Simone: Tell me about fashion for the Logies itself, have you picked out?
Andy: We were lucky
Hamish: Calibre, who make snazzy suits have agreed to dress us. They make you look a bit thinner, unless I have the control top high waisted panties, there’s not a whole lot of tricks you can use as a male to make you look thinner but Calibre suits are great.
Andy: It was my first situation ever where I’d been in where I went to the Calibre and a bloke came in and said “put it on! Turn around! Perfect!” and that was like five six words he spoke ever.
Hamish: The maestro of suits.
Andy: I really felt like I was out a scene of the Devil Wears Prada, where it was a situation where he actually said to me “Turn around, perfect, take it off”.
Hamish: I walked into the offices, threw my coat on the table and said give me Armani.
Simone: How about the girlfriends, what’s happening with the outfits?
Andy: Hamish and I are both in the situation where our girlfriends always look better than us, no matter what we wear, our girlfriends always look better than us, and now we’ve just taken that as fact.
Hamish: My girlfriend did the thing where she tried on a whole lot of dresses and took photos of them on her digital camera. Simone: Does that work?
Hamish: Well it doesn’t. Your job as a boyfriend there is to get really excited and when she showed me The Dress, I went really big and then I thought maybe I’ve gone too big and she’ll suspect that I struggle to… because I don’t know about dresses, I think she looked great in all of them. She said well I tried on Dress A and Dress B and I said “oh yeah, yeah yeah” but “I LOVE this Dress C” and I had to go “Oh my God, that is stunning, that makes all the other dresses in the world jealous” and I overacted a bit, and I thought I’m pushing this and she’s like “Oh, thanks, that’s really sweet”. I really thought she was going to turn around and go ‘I’m onto your pantomine” but girls love it when you go on and on, I’ve learnt.
Simone: Have you thought about who’s going to win the gold Logie? You’ve got a bet on Adam Hills haven’t you? What are you really thinking?

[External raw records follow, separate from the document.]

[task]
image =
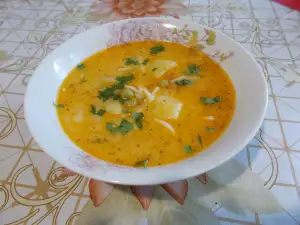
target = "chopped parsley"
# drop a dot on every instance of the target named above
(193, 69)
(184, 82)
(210, 129)
(157, 49)
(188, 149)
(106, 93)
(210, 101)
(80, 66)
(99, 112)
(124, 127)
(142, 163)
(138, 117)
(109, 93)
(199, 138)
(125, 79)
(145, 62)
(131, 61)
(58, 106)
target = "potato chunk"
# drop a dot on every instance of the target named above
(112, 106)
(165, 107)
(159, 67)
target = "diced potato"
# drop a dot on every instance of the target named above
(159, 67)
(166, 107)
(114, 107)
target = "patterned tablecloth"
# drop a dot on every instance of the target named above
(260, 186)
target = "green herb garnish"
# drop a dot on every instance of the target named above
(199, 138)
(106, 93)
(210, 129)
(138, 117)
(145, 61)
(157, 49)
(80, 66)
(109, 92)
(58, 106)
(99, 112)
(188, 149)
(142, 163)
(210, 101)
(124, 127)
(125, 111)
(193, 69)
(131, 61)
(184, 82)
(125, 79)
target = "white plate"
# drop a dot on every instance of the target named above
(248, 80)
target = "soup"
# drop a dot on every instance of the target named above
(146, 103)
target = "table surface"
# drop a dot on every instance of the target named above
(30, 190)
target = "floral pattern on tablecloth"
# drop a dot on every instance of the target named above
(32, 188)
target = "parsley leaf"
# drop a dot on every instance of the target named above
(58, 106)
(124, 127)
(210, 129)
(109, 92)
(192, 70)
(125, 79)
(142, 163)
(157, 49)
(80, 66)
(131, 61)
(209, 101)
(184, 82)
(188, 149)
(138, 117)
(99, 112)
(145, 62)
(106, 93)
(199, 139)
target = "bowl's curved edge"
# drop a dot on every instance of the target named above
(179, 176)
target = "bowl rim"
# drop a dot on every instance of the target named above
(192, 173)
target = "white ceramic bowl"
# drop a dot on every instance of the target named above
(248, 80)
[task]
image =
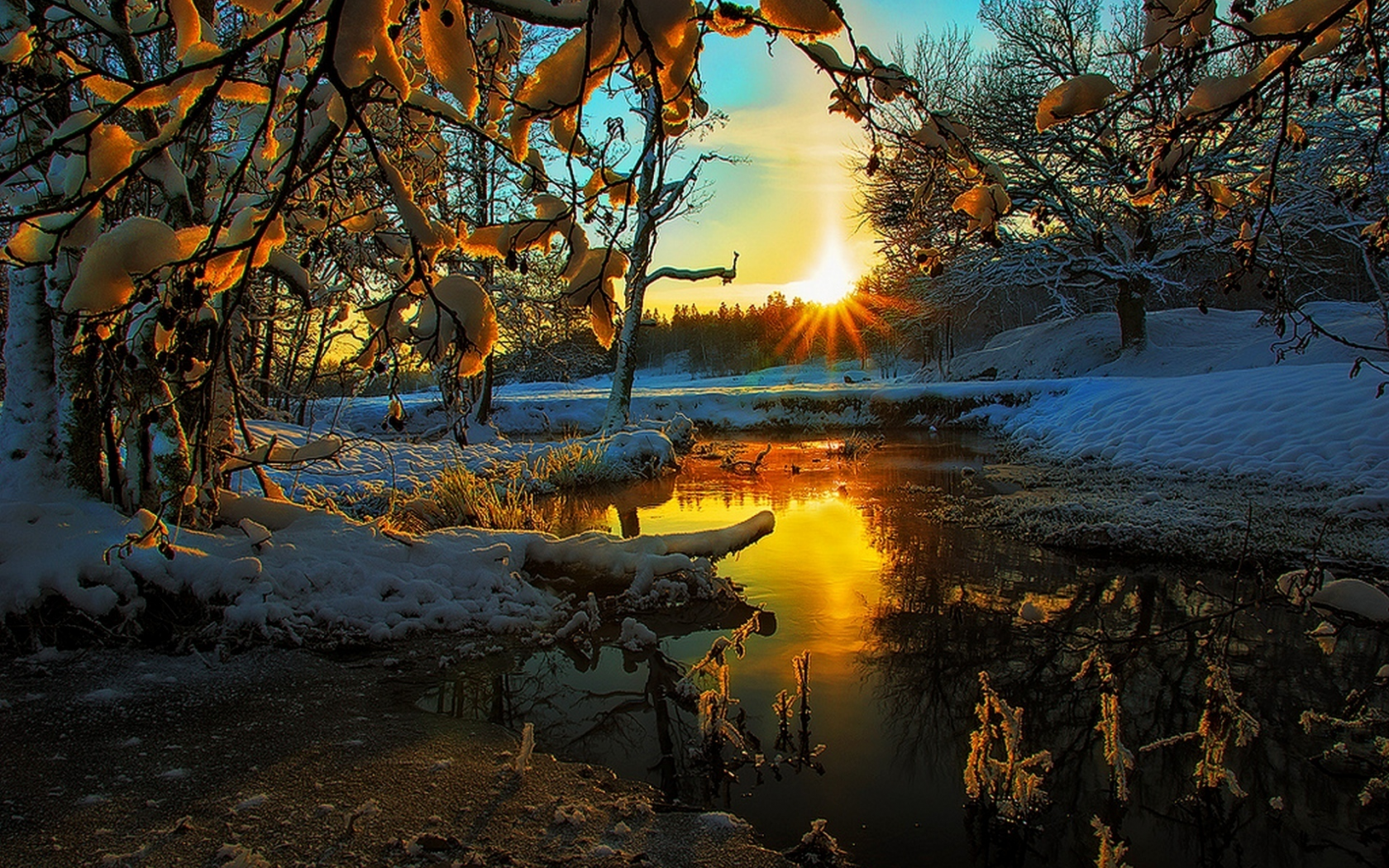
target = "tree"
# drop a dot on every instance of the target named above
(175, 169)
(1125, 182)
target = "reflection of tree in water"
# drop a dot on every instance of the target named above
(582, 710)
(950, 612)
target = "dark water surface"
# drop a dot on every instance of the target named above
(900, 613)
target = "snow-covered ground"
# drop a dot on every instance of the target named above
(1203, 399)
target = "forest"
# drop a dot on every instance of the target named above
(360, 504)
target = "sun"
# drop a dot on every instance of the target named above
(833, 279)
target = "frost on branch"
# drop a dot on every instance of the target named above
(104, 281)
(457, 312)
(1296, 18)
(807, 20)
(660, 38)
(984, 206)
(553, 218)
(1174, 24)
(1215, 93)
(1072, 99)
(443, 34)
(365, 47)
(594, 286)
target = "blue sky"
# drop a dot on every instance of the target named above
(788, 208)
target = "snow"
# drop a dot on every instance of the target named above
(1354, 598)
(1203, 398)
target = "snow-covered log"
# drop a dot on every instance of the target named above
(28, 420)
(599, 560)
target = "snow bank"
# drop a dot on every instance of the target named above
(1180, 342)
(1295, 424)
(327, 573)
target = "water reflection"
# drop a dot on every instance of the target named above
(900, 614)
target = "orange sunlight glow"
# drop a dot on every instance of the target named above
(839, 312)
(833, 281)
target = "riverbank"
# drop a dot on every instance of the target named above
(1196, 517)
(295, 757)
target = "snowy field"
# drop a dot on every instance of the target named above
(1205, 398)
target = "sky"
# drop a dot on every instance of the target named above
(788, 207)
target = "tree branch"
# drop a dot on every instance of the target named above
(698, 274)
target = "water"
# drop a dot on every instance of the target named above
(900, 613)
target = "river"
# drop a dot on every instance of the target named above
(900, 613)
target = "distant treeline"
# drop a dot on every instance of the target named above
(733, 339)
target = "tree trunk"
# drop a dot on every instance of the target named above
(624, 374)
(30, 446)
(1133, 316)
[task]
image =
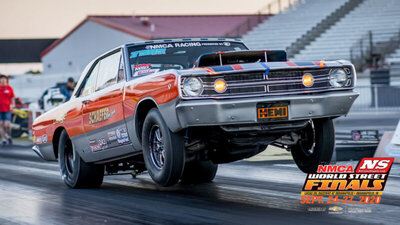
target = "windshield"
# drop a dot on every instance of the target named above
(151, 58)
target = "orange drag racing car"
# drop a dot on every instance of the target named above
(178, 108)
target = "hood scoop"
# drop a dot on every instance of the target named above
(240, 57)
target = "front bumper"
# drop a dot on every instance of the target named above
(212, 112)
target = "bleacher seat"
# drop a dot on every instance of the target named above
(281, 30)
(380, 17)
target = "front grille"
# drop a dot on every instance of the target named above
(237, 90)
(296, 87)
(295, 74)
(275, 82)
(237, 77)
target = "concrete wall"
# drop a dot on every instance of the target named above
(83, 45)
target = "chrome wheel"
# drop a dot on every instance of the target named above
(307, 140)
(69, 157)
(156, 144)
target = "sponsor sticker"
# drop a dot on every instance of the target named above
(145, 72)
(103, 143)
(111, 135)
(94, 146)
(174, 45)
(44, 138)
(121, 133)
(39, 140)
(123, 140)
(142, 66)
(136, 54)
(345, 184)
(100, 115)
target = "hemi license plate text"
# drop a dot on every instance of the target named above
(272, 111)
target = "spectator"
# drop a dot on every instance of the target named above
(7, 101)
(69, 89)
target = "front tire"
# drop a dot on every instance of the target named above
(163, 150)
(197, 172)
(74, 171)
(315, 146)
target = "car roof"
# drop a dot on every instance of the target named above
(182, 39)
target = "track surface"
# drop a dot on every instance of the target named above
(31, 192)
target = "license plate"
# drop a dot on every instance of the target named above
(277, 111)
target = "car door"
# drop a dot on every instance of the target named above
(103, 117)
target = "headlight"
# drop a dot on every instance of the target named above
(337, 77)
(192, 86)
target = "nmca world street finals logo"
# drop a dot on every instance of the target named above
(369, 178)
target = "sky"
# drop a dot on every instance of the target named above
(55, 18)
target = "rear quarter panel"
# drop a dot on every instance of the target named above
(67, 116)
(161, 88)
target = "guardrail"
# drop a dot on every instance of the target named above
(366, 52)
(377, 98)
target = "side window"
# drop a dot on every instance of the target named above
(90, 83)
(108, 71)
(121, 70)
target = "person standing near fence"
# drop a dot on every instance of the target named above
(7, 101)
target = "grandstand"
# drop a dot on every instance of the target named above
(380, 17)
(338, 28)
(281, 30)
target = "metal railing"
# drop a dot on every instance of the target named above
(366, 52)
(377, 98)
(274, 7)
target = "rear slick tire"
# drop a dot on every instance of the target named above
(74, 171)
(316, 145)
(163, 150)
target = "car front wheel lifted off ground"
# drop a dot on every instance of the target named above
(74, 171)
(316, 145)
(199, 172)
(163, 150)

Andy: To be honest, it’s such a great field this year, and with anything that’s Most Popular, you have no idea, but there’s no stragglers here and it’s really quite exciting to see Denton and Hills actually alongside, you know, everyone who’s more commercially viable stars, like McManus and Natalie Blair and these type of people, but it’s nice to see such a wide range, everyone’s obviously brilliant at their own fields, so it’s not hard, it’s apples and apples. It’s not like you can compare Chris Lilley’s popularity to Andrew Denton’s popularity, it’s just a different thing. So Hamish and I have got a few friends in there. From a work side of thing we’d love to see McManus, Rove, win, because we work on that show and from a radio point of view we’d love to see Adam win
Hamish: because we have a massive bet on him and we want to buy a hill. If he wins, we get to buy Adam’s hill.
Andy: and that’s the important thing.
Simone: So what’s your pick for the number one red-carpet fashion standout?
Hamish: Oh, OK, hair.
Andy: I think we’ll see a lot of bald women.
Hamish: I think hair will be in this year.
Andy: Are you talking about a person, not a trend? I’ll take this opportunity to say ah, Megan, and Hamish should probably say Anna.
Hamish: Should I?
Simone: I thought Patti.
Hamish: Patti will look stunning, she’ll sizzle. And I think Naomi Robson will shock us all and I’m going to leave that open as to whether it’s good or bad.
Simone: Who will do a Bjork in the swan outfit at the Oscars moment?
Andy: Girlfriend’s aside, Mark Holden generally wears something weird doesn’t he?
Hamish: Yes, that’s true. The guys from Pizza usually roll up in something outrageous. I want to see Kerry O’Brien wear board shorts, we know it’s coming.